In [None]:
import numpy as np
import pandas as pd
import matplotlib.pyplot as plt

import tensorflow as tf
from tensorflow import keras
from tensorflow.keras import layers,models
from tensorflow.keras.callbacks import EarlyStopping
from tensorflow.keras.applications import ResNet50
from tensorflow.keras.layers import Input, GlobalAveragePooling2D
from tensorflow.keras.utils import to_categorical
from keras.callbacks import ReduceLROnPlateau


In [None]:
#read data sets
df_train = pd.read_csv('\\Users\\malak\\Downloads\\test\\train.csv')
df_test = pd.read_csv('\\Users\\malak\\Downloads\\test\\test.csv')

In [None]:
#number of missing values per column
df_train.isnull().sum()

In [None]:
# np array of all the target labels (0 to 9)
y_train  = df_train['label'].values 
# drop the labels from training to keep only pixel features 
# reshape into 4D array (num_rows, height , width , channel)
# /255.0 to normalize these pixel values to the range [0, 1] 
X_train = df_train.drop(columns=['label']).values.reshape(-1,28,28,1)/255.0
X_test = df_test.values.reshape(-1, 28, 28, 1) / 255.0 

In [None]:
# converts integer labels into a one-hot encoded formatbinary vector
# The length of the vector equals the number of classes
# Only the index corresponding to the class is 1, and all other entries are 0
y_train_encoded = to_categorical(y_train, num_classes=10)

In [None]:
#visualize 10 random images from the training dataset with their labels

#2 rows, 5 columns, 12X5 width x height, 
fig , axes  = plt.subplots(2, 5, figsize=(12,5))

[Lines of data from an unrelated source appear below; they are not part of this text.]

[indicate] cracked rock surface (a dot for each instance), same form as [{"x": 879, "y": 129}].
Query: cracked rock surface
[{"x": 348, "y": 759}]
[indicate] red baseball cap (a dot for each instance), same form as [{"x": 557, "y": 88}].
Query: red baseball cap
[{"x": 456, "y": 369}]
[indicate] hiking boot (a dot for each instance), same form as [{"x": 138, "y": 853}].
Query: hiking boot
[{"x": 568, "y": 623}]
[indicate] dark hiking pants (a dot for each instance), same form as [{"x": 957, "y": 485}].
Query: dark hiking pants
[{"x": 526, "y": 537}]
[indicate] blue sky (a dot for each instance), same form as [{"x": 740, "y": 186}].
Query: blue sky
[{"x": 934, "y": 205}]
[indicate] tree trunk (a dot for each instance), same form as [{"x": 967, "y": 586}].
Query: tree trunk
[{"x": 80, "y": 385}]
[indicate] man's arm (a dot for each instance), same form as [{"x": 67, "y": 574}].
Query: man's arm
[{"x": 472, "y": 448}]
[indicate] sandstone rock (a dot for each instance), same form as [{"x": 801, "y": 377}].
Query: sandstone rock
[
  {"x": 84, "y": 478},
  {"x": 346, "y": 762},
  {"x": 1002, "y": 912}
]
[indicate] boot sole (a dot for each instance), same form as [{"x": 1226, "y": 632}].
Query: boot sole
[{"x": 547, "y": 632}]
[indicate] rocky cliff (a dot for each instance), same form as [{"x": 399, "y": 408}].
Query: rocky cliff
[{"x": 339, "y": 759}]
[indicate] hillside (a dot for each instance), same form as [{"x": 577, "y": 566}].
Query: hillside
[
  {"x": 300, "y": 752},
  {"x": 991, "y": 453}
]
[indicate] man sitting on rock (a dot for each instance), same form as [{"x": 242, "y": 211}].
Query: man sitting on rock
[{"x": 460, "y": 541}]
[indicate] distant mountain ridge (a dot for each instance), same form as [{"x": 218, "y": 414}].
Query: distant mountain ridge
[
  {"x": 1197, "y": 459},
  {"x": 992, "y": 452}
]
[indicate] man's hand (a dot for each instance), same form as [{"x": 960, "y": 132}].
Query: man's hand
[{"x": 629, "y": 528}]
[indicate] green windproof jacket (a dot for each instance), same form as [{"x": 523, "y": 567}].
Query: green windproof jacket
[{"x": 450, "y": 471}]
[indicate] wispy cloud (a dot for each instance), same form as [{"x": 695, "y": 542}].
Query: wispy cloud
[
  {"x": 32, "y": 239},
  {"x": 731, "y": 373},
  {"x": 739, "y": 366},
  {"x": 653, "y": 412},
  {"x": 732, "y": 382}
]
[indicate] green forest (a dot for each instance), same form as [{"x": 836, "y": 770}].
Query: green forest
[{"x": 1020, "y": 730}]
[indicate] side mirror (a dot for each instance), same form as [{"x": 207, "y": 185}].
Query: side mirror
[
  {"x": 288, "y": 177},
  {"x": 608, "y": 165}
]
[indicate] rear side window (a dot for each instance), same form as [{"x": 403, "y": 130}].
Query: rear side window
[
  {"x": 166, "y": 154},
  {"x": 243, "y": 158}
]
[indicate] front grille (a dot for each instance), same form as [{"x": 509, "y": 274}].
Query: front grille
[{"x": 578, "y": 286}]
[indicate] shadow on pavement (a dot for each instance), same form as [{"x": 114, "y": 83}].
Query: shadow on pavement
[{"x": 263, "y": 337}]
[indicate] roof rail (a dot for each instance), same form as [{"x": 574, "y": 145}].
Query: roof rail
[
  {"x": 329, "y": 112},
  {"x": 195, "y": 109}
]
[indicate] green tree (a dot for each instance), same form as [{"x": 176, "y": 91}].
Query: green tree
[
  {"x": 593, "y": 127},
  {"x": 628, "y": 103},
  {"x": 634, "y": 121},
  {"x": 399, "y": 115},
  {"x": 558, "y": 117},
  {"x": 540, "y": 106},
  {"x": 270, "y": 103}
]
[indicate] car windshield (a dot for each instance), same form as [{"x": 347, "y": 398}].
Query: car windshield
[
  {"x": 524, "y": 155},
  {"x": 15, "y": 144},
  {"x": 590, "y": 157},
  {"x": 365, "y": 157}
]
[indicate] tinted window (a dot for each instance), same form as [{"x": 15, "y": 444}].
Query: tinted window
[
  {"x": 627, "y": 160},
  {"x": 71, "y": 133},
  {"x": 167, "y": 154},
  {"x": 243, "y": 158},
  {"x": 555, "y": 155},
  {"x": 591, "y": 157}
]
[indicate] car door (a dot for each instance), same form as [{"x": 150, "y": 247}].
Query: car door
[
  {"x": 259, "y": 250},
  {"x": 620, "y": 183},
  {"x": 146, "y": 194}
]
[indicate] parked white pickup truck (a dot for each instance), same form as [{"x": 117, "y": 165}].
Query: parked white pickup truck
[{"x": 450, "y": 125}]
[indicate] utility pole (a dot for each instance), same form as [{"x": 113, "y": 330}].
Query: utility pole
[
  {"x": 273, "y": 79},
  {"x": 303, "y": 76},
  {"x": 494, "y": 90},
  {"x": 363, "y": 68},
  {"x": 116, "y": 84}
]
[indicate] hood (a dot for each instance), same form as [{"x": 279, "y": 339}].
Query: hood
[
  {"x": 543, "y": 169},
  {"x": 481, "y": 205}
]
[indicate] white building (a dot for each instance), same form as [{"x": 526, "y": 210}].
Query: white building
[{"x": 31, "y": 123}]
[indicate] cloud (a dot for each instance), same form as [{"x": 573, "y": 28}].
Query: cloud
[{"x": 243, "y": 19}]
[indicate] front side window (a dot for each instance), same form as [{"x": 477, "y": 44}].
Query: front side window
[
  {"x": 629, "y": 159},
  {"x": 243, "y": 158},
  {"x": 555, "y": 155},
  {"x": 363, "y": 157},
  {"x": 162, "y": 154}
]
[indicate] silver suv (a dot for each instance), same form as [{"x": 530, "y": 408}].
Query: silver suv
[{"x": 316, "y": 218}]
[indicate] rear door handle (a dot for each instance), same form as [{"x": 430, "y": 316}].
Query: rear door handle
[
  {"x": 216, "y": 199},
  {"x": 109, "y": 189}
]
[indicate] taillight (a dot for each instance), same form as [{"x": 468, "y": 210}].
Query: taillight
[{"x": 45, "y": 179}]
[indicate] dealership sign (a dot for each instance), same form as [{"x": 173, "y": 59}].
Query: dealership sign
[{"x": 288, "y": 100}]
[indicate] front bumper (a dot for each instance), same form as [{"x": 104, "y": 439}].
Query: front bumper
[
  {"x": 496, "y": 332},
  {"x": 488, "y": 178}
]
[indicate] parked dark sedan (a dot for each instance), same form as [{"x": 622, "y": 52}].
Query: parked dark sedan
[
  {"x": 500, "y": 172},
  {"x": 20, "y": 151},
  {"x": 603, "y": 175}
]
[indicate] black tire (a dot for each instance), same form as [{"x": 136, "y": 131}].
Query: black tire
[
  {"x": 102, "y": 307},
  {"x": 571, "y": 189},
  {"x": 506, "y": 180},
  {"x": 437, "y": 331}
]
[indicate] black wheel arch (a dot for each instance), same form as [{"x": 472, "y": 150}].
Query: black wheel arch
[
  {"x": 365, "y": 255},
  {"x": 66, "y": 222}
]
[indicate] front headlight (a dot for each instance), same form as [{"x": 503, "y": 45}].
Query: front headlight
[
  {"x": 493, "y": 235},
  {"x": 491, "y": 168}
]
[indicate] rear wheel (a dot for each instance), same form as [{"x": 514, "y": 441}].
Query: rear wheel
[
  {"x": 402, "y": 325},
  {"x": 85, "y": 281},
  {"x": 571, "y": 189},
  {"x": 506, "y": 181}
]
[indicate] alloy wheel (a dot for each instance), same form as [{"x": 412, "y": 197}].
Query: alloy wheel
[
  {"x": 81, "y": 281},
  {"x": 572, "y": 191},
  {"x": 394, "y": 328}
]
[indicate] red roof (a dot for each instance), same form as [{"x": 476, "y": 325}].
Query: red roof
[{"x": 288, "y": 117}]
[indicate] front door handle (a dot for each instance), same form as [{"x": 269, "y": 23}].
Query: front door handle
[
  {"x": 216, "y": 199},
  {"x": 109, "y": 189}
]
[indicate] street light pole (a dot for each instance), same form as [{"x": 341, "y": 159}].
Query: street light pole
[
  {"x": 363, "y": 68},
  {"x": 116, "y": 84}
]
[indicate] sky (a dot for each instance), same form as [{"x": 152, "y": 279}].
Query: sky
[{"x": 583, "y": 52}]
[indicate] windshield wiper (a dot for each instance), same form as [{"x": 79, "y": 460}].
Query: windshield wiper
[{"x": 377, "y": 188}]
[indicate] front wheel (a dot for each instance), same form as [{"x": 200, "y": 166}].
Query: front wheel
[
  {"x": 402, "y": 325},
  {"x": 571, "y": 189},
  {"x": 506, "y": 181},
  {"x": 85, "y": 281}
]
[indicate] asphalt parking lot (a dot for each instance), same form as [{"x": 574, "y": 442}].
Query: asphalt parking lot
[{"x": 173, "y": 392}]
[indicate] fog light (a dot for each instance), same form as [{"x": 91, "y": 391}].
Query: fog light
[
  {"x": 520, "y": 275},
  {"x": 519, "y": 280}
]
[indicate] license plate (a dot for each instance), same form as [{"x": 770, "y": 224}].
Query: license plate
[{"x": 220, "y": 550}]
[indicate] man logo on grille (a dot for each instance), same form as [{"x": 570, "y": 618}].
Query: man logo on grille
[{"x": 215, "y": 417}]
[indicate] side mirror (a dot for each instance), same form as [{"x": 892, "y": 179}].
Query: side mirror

#flatten the 2x5 to loop through subplots
axes   = axes.flatten()

#random select of 10 indexes
idx = np.random.randint(0, 42000, size=10)


for i in range(10):
    #gets image and reshapes
    axes[i].imshow(X_train[idx[i], :].reshape(28,28), cmap='gray')
    # hide the axes ticks
    axes[i].axis('off')
    #displays label
    axes[i].set_title(str(int(y_train[idx[i]])), color='black', fontsize=25)

plt.show()

In [None]:
#Convolutional Neural Network

#Creates a linear stack of layers
#layers are added in sequence, from input to output

model = models.Sequential([
    
    #Conv2D: A convolutional layer that applies filters to extract features (edges, textures,...)
    #filters=64: Specifies the number of filters (feature detectors) to apply
    #kernel_size=3: Sets the size of the filter (3x3)
    #padding='same': assure output of the convolution has the same width and height as the input by adding zero-padding
    #activation='relu': Rectified Linear Unit (ReLU) activation function (non-linear)
    #input_shape=(28,28,1): 28x28 pixels with 1 channel for grayscale
    #MaxPool2D: A pooling layer downsamples the spatial dimensions of the feature maps
    #Reduces computational complexity and prevent overfitting by making the model invariant to small translations in the input
    layers.Conv2D(filters=64, kernel_size=3, padding='same', activation='relu', input_shape=(28,28,1)),
    layers.Conv2D(filters=64, kernel_size=3, padding='same',activation='relu'),
    layers.Conv2D(filters=128, kernel_size=3, padding='same',activation='relu'),
    layers.MaxPool2D(pool_size=2),
    layers.Conv2D(filters=128, kernel_size=3, padding='same',activation='relu'),
    layers.Conv2D(filters=192, kernel_size=3, padding='same',activation='relu'),layers.MaxPool2D(pool_size=2),
    
    #large filter focuses on capturing more global patterns
    layers.Conv2D(filters=192, kernel_size=5, padding='same',activation='relu'),
    layers.MaxPool2D(pool_size=2, padding='same'),
    
    #Flatten: Converts the 2D feature maps into a 1D vector, preparing the data for the fully connected (dense) layers
    #Necessary to transition from convolutional layers to dense layers
    layers.Flatten(),
    #Dense: A fully connected layer, 256 neurons, relu activation function
    layers.Dense(units=256, activation='relu'),
    # Output layer: 10 neurons, one for each class
    # softmax: Converts the outputs into a probability distribution over the 10 classes
    layers.Dense(units=10, activation='softmax'),
])

In [None]:
#display a detailed summary of the architecture of a neural network model
model.summary()

In [None]:
#compiling the model

#loss='categorical_crossentropy' : loss function used for multi-class classification problems where the target labels are one-hot encoded
#calculates the difference between the predicted probability distribution and the true one-hot encoded labels
#optimizer='adam': Adam (Adaptive Moment Estimation) optimization algorithm. It adapts the learning rate during training to improve convergence
#metrics=['accuracy'] : Tracks the accuracy of the model during training and validation
model.compile(loss='categorical_crossentropy', optimizer='adam', metrics=['accuracy'])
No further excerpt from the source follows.